اَلَّذِيْنَ قَالُوْا لِاِخْوَانِهِمْ وَقَعَدُوْا لَوْ اَطَاعُوْنَا مَا قُتِلُوْاۗ قُلْ فَادْرَءُوْا عَنْ اَنْفُسِكُمُ الْمَوْتَ اِنْ كُنْتُمْ صٰدِقِيْنَ ١٦٨
alladzîna qâlû li’ikhwânihim wa qa’adû lau athâ’ûnâ mâ qutilû, qul fadra’û ‘an anfusikumul-mauta ing kuntum shâdiqîn
(Mereka itu adalah) orang-orang yang berbicara tentang saudara-saudaranya (yang mengambil bagian berperang dan juga terbunuh), sedangkan dia sendiri bukan turut berperang, “Seandainya merekan mengikuti kami, tentulah dia tiada terbunuh.” Katakanlah, “Cegahlah kematian itu dari dirimu jikalau kamu orang-orang benar.”
وَلَا تَحْسَبَنَّ الَّذِيْنَ قُتِلُوْا فِيْ سَبِيْلِ اللّٰهِ اَمْوَاتًاۗ بَلْ اَحْيَاۤءٌ عِنْدَ رَبِّهِمْ يُرْزَقُوْنَۙ ١٦٩
wa lâ taḫsabannalladzîna qutilû fî sabîlillâhi amwâtâ, bal aḫyâ’un ‘inda rabbihim yurzaqûn
Jangan sekali-kali kamu mengira bahwa orang-orang yang mana gugur pada jalan Allah itu mati. Sebenarnya, mereka itu hidup kemudian dianugerahi rezeki dalam sisi Tuhannya.

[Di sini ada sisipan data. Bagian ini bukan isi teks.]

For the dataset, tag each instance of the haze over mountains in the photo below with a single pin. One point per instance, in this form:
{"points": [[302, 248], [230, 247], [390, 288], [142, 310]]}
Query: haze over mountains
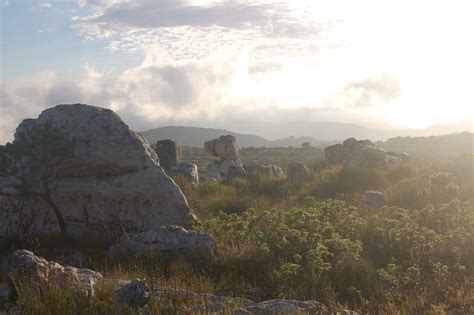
{"points": [[283, 134]]}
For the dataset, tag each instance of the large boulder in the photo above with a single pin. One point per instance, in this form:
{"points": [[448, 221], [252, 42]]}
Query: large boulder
{"points": [[111, 183], [36, 274], [225, 147], [171, 239], [297, 173], [187, 170], [169, 153]]}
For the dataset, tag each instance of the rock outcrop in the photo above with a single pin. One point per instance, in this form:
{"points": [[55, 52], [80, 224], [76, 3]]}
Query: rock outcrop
{"points": [[188, 170], [137, 294], [111, 183], [169, 153], [173, 239], [357, 154], [226, 148], [36, 274], [267, 171], [297, 173]]}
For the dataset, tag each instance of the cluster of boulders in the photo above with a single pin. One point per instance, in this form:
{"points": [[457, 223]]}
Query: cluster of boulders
{"points": [[35, 275], [358, 154], [227, 150], [169, 154]]}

فَرِحِيْنَ بِمَآ اٰتٰىهُمُ اللّٰهُ مِنْ فَضْلِهٖۙ وَيَسْتَبْشِرُوْنَ بِالَّذِيْنَ لَمْ يَلْحَقُوْا بِهِمْ مِّنْ خَلْفِهِمْۙ اَلَّا خَوْفٌ عَلَيْهِمْ وَلَا هُمْ يَحْزَنُوْنَۘ ١٧٠
fariḫîna bimâ âtâhumullâhu min fadllihî wa yastabsyirûna billadzîna lam yal-ḫaqû bihim min khalfihim allâ khaufun ‘alaihim wa lâ hum yaḫzanûn
Mereka bergembira dengan karunia yang Allah anugerahkan kepadanya dan juga bergirang hati melawan (keadaan) orang-orang yang dimaksud berada dalam belakang yang belum menyusul mereka, yaitu bahwa tidak ada ada rasa takut pada dia dan juga dia tak bersedih hati.

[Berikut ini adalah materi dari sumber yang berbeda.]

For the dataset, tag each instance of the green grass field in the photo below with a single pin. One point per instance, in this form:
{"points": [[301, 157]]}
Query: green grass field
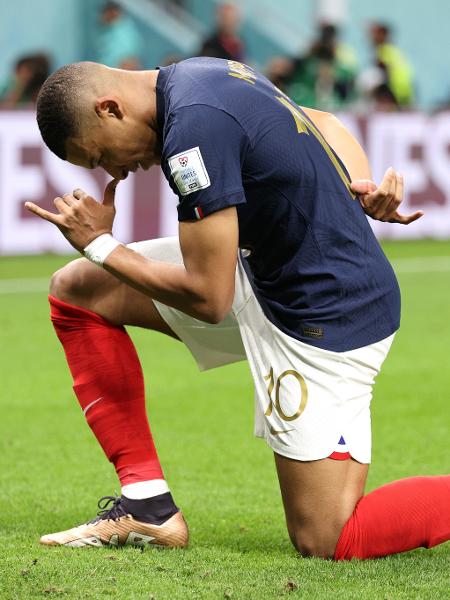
{"points": [[52, 471]]}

۞ يَسْتَبْشِرُوْنَ بِنِعْمَةٍ مِّنَ اللّٰهِ وَفَضْلٍۗ وَاَنَّ اللّٰهَ لَا يُضِيْعُ اَجْرَ الْمُؤْمِنِيْنَࣖ ١٧١
yastabsyirûna bini’matim minallâhi wa fadll, wa annallâha lâ yudlî’u ajral-mu’minîn
Mereka bergirang hati dengan nikmat lalu karunia dari Allah dan juga bahwa sesungguhnya Allah tak menyia-nyiakan pahala orang-orang mukmin,
اَلَّذِيْنَ اسْتَجَابُوْا لِلّٰهِ وَالرَّسُوْلِ مِنْۢ بَعْدِ مَآ اَصَابَهُمُ الْقَرْحُۖ لِلَّذِيْنَ اَحْسَنُوْا مِنْهُمْ وَاتَّقَوْا اَجْرٌ عَظِيْمٌۚ ١٧٢
alladzînastajâbû lillâhi war-rasûli mim ba’di mâ ashâbahumul-qar-ḫu lilladzîna aḫsanû min-hum wattaqau ajrun ‘adhîm
(yaitu) orang-orang yang digunakan memenuhi (seruan) Allah serta Rasul pasca mereka itu menderita luka-luka (dalam Perang Uhud). Orang-orang yang berbuat kebaikan dan juga bertakwa dalam antara dia akan mendapat pahala yang mana sangat besar,
اَلَّذِيْنَ قَالَ لَهُمُ النَّاسُ اِنَّ النَّاسَ قَدْ جَمَعُوْا لَكُمْ فَاخْشَوْهُمْ فَزَادَهُمْ اِيْمَانًاۖ وَّقَالُوْا حَسْبُنَا اللّٰهُ وَنِعْمَ الْوَكِيْلُ ١٧٣
alladzîna qâla lahumun-nâsu innan-nâsa qad jama’û lakum fakhsyauhum fa zâdahum îmânaw wa qâlû ḫasbunallâhu wa ni’mal-wakîl
(yaitu) mereka yang mana (ketika ada) orang-orang menyatakan kepadanya, “Sesungguhnya orang-orang (Quraisy) telah terjadi menghimpun (pasukan) untuk (menyerang) kamu. Oleh sebab itu, takutlah untuk mereka,” ternyata (ucapan) itu menambah (kuat) iman dia lalu dia menjawab, “Cukuplah Allah (menjadi penolong) bagi kami serta Dia sebaik-baik pelindung.”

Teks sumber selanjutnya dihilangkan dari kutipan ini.